Bach Choir Opens New Home
200-year-old Heckewelder House is a fitting place for music.
The Bach Choir has a new home, one that “resonates with music. This house is happiest when music is being played here,” said Greg Funfgeld, the choir’s artistic director and conductor, before playing Bach’s “Gavotte” from the French Suite in G on a grand piano.
A ribbon cutting and reception marked the opening Wednesday of 440 Heckewelder Place, the 1810 Bethlehem home of John Gottlieb Heckewelder, an American missionary and author with Moravian Church roots, who immigrated from England to America in 1754. Heckewelder built the lovely two-story residence and gardens after he retired from missionary work.
Located in the city’s historic district, the building is just steps from the choir’s former headquarters at 423 Heckewelder Place and from Central Moravian Church, where the choir performs.
Noting this is the first time the choir has “public space,” Dr. David G. Beckwith, president of the choir’s board of managers, said the facility enables the choir to display its archives and history, conduct meetings and lectures and host musical salons. In addition, the house will become part of the public Historic Bethlehem Walking Tour. He thanked supporters and donors who have given $215,000 to date in naming gifts for rooms in the house.
Dr. Beckwith, along with Bethlehem Mayor John Callahan, cut the ribbon, with Mayor Callahan noting the importance of the milestone for the city and the choir’s significance to the Lehigh Valley.
Bridget George, executive director, said the house, leased from Bethlehem Area Moravians and renovated through a $500,000 fundraising effort, is 4,200 square feet, twice the space of the former headquarters. It houses offices and work space for two full-time and four part-time staff, a music library, archives, history research room, foyer with display area, conference room, and formal parlor. “It is so fitting for The Bach Choir,” George said, adding that “the place feels completely right,” as the Bach Choir and Moravian history meld under one roof.
Founded in 1898, the internationally acclaimed Bach Choir is the oldest American Bach choir performing the first American performances of The Mass in B Minor and The Christmas Oratorio.
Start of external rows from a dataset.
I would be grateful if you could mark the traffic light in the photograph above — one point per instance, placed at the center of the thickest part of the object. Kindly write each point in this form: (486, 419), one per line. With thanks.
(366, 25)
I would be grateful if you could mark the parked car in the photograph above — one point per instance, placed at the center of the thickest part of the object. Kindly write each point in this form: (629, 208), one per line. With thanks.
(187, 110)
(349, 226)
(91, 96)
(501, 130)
The annual Bach Festival and the popular Bach at Noon free concert series attract visitors from across the globe. In January, the 50th Bach at Noon free concert will be held.
“The first known expression of Bach’s music in America was in 1823, a set of Cantata 80, A Mighty Fortress Is Our God,” said Funfgeld, pointing out that to have a headquarters that predates that exemplifies the “rare association of the composer and his community.”
“This will forever be a musical house,” Funfgeld emphasized, noting that music has always been a foundation of the Moravian community.
The Bethlehem Garden Club is partnering with the choir in caring for the historic gardens, mentioned in the introduction to Heckewelder’s book “History, Manners, and Customs of the Indian Nations Who Once Inhabited Pennsylvania and the Neighboring States.”
A Heckewelder House Endowment Fund will support annual facility expenses.
Recently, the Bach Choir was awarded its first grant from the National Endowment for the Arts. And the choir has been invited to perform in a series of New York City concerts on Sept. 9, in observance of the 10th anniversary of the attacks on Sept. 11, 2001.